The racial makeup of the county was 92.6% White, 0.5% Black or African American, 0.7% American Indian and Alaska Native, 0.4% Asian, 0.0% Native Hawaiian and Pacific Islander, 0.7% from some other race, and 5.1% from two or more races. Hispanic or Latino residents of any race comprised 2.0% of the population.

19.3% of residents lived in urban areas, while 80.7% lived in rural areas.

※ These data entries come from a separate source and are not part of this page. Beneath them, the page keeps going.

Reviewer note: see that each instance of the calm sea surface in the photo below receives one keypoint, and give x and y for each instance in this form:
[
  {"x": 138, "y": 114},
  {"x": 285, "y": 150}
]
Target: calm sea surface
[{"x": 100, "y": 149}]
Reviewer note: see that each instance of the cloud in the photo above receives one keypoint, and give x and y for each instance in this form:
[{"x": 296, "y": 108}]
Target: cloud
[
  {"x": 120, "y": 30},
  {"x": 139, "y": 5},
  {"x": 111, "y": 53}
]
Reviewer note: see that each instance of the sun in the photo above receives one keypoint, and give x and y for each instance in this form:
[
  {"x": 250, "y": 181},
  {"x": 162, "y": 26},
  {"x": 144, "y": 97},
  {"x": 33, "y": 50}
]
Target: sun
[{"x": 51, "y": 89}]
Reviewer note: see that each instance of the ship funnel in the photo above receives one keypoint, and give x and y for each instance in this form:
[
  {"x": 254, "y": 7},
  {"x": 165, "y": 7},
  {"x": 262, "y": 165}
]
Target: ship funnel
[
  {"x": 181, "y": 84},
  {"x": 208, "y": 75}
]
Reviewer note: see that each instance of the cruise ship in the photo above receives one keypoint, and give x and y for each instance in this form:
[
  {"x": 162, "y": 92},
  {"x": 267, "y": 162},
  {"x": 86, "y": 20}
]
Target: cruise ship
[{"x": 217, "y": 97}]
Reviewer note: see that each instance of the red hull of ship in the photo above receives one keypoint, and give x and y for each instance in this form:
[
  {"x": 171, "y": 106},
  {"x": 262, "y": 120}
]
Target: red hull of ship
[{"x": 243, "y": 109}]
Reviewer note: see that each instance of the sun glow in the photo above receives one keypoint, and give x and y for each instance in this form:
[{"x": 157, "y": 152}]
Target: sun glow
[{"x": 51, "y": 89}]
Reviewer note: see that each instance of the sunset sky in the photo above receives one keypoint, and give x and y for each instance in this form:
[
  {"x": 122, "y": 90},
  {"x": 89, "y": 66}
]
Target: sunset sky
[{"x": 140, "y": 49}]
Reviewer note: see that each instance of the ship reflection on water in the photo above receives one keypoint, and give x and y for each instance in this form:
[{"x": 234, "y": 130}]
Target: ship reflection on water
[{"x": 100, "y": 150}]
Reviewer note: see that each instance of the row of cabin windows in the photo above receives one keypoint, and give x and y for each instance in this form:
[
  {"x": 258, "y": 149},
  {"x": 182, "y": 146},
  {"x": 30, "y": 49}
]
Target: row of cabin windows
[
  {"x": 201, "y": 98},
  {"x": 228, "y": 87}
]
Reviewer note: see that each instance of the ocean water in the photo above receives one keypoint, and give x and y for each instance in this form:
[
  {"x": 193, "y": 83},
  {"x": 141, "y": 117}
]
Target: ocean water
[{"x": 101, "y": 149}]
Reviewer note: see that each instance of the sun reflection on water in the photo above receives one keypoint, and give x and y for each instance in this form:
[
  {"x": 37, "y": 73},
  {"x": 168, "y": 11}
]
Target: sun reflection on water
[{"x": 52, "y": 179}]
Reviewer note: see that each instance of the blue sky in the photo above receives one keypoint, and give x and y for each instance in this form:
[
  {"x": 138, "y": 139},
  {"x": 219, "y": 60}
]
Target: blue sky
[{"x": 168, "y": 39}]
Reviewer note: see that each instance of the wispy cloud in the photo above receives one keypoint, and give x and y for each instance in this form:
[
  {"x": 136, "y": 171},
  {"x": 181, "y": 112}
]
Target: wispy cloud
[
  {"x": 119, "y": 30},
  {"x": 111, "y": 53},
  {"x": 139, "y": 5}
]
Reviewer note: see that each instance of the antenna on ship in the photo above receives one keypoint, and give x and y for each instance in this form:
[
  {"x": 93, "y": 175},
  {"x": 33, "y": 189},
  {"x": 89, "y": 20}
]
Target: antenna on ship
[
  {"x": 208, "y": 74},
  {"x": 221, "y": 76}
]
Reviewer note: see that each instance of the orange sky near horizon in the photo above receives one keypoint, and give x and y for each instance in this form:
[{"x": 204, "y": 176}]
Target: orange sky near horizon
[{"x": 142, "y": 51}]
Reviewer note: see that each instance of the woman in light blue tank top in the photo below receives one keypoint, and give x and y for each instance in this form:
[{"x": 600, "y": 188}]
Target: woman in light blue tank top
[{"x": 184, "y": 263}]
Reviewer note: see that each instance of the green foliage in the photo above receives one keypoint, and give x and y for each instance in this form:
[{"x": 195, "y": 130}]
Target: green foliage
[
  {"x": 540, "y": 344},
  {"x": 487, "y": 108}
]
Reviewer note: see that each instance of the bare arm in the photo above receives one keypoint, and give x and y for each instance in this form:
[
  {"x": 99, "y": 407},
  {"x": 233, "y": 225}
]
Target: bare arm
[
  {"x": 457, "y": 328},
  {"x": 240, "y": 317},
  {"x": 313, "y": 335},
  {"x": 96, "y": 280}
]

There were 14,046 households in the county, of which 34.3% had children under the age of 18 living with them and 20.7% had a female householder with no spouse or partner present. About 23.0% of all households were made up of individuals and 10.3% had someone living alone who was 65 years of age or older.

There were 15,220 housing units, of which 7.7% were vacant. Among occupied housing units, 75.7% were owner-occupied and 24.3% were renter-occupied. The homeowner vacancy rate was 1.4% and the rental vacancy rate was 7.5%.

Racial composition in Webster County
| Race | Num. | Perc. |
|---|---|---|
| White (NH) | 35,893 | 92% |
| Black or African American (NH) | 194 | 0.5% |
| Native American (NH) | 243 | 0.62% |
| Asian (NH) | 141 | 0.36% |
| Pacific Islander (NH) | 9 | 0.02% |
| Other/Mixed (NH) | 1,815 | 4.6% |
| Hispanic or Latino | 790 | 2% |

===2000 census===
As of the 2000 census, there were 31,045 people, 11,073 households, and 8,437 families residing in the county. The population density was 52 PD/sqmi. There were 12,052 housing units at an average density of 20 /mi2. The racial makeup of the county was 96.20% White, 1.16% Black or African American, 0.65% Native American, 0.26% Asian, 0.03% Pacific Islander, 0.31% from other races, and 1.39% from two or more races. Approximately 1.29% of the population were Hispanic or Latino of any race.

There were 11,073 households, out of which 37.90% had children under the age of 18 living with them, 64.00% were married couples living together, 8.30% had a female householder with no husband present, and 23.80% were non-families. 20.40% of all households were made up of individuals, and 9.50% had someone living alone who was 65 years of age or older. The average household size was 2.72 and the average family size was 3.14.

In the county, the population was spread out, with 28.90% under the age of 18, 8.30% from 18 to 24, 29.70% from 25 to 44, 21.70% from 45 to 64, and 11.40% who were 65 years of age or older. The median age was 35 years. For every 100 females, there were 101.40 males. For every 100 females age 18 and over, there were 100.30 males.

The median income for a household in the county was $39,948, and the median income for a family was $46,941. Males had a median income of $28,168 versus $20,768 for females. The per capita income for the county was $17,948. About 9.60% of families and 14.80% of the population were below the poverty line, including 21.00% of those under age 18 and 14.10% of those age 65 or over.

==Politics==

===Local===

The Republican Party predominantly controls politics at the local level in Webster County. Republicans hold all of the elected positions in the county.

===State===

Past gubernatorial elections results
| Year | Republican | Democratic | Third parties |
|---|---|---|---|
| 2024 | 78.82% 15,493 | 19.32% 3,798 | 1.86% 365 |
| 2020 | 78.71% 14,715 | 19.13% 3,577 | 2.16% 404 |
| 2016 | 66.52% 11,450 | 30.07% 5,039 | 3.41% 572 |
| 2012 | 54.56% 8,406 | 42.65% 6,570 | 2.79% 430 |
| 2008 | 46.31% 7,521 | 51.14% 8,306 | 2.55% 414 |
| 2004 | 67.61% 10,086 | 31.18% 4,651 | 1.21% 181 |
| 2000 | 56.66% 6,721 | 41.35% 4,904 | 2.99% 236 |
| 1996 | 54.63% 5,512 | 41.43% 4,180 | 3.94% 397 |

Webster County is split between Missouri's 129th and 141st districts in the Missouri House of Representatives.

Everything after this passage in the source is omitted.